Proteins, evolution of

Proteins, evolution of

Proteins are large organic molecules that are involved in all aspects of cell structure and function. They are made up of polypeptide chains, each constructed from a basic set of 20 amino acids, covalently linked in specific sequences. Each amino acid is coded by three successive nucleotide residues in deoxyribonucleic acid (DNA); the sequence of amino acids in a polypeptide chain, which determines the structure and function of the protein molecule, is thus specified by a sequence of nucleotide residues in DNA. See Gene, Protein

Sequence analyses of polypeptides which are shared by diverse taxonomic groups have provided considerable information regarding the genetic events that have accompanied speciation. Interspecies comparison of the amino acid sequences of functionally similar proteins has been used to estimate the amount of genetic similarity between species; species that are genetically more similar to each other are considered to be evolutionarily more closely related than those that are genetically less similar.
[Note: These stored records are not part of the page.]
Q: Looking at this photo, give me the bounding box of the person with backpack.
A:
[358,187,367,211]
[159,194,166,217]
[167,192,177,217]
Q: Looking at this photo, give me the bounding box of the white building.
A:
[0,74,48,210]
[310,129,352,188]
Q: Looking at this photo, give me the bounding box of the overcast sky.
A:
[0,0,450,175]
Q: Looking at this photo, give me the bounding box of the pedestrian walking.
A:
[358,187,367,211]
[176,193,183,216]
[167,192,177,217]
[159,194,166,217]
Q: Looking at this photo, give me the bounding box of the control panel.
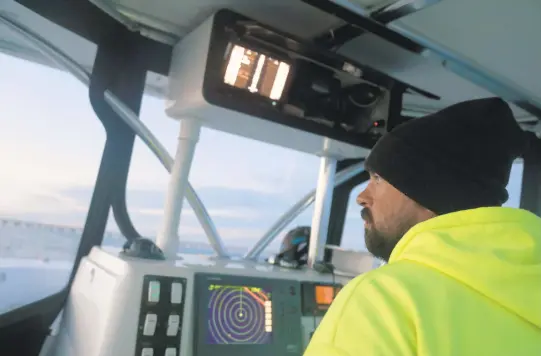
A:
[135,275,187,356]
[59,248,349,356]
[194,273,339,356]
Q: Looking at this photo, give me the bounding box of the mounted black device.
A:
[168,10,438,148]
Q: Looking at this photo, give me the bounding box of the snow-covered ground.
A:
[0,220,270,314]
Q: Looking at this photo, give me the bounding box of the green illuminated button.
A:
[148,281,160,303]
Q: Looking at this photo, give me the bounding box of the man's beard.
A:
[361,208,409,262]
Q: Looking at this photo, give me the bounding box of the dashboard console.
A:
[51,247,348,356]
The study of functionally related proteins from different animal species has suggested that single amino acid substitutions are the predominant type of change during evolution of such proteins. Insertions or deletions of one or more amino acids have also been reported. In proteins that serve the same function in dissimilar species small differences in the amino acid sequence will often not affect overall functioning of the protein molecule.

In taxonomic protein sequence analysis, the amino acid sequence of a protein from one species is compared with the amino acid sequence of the protein from another species, and the minimum number of nucleotide replacements (in DNA) required to shift from one amino acid to another is calculated. Peptide “genealogies” can be constructed from many such comparisons in a related group of organisms.

Classical versus protein-derived phylogenies

It has been recognized for a long time that the amino acid sequences of a protein are species-specific. Protein sequencing has been used widely since the mid-1960s to examine taxonomic relationships. Results indicate that, in general, genealogical relationships (phylogenies) based on sequence analyses correspond fairly well with the phylogeny of organisms as deduced from more classical methods involving morphological and paleontological data.

Evolutionary biologists are turning increasingly to the new nucleic acid sequencing technology as an alternative to determining the amino acid sequence of proteins. Knowing the actual nucleotide sequences of genes rather than having to infer them from protein sequence data allows more accurate data to be used in determining genealogical relationships of organisms. For example, silent nucleotide substitutions (that is, base changes in DNA codons that do not result in amino acid changes) can be detected.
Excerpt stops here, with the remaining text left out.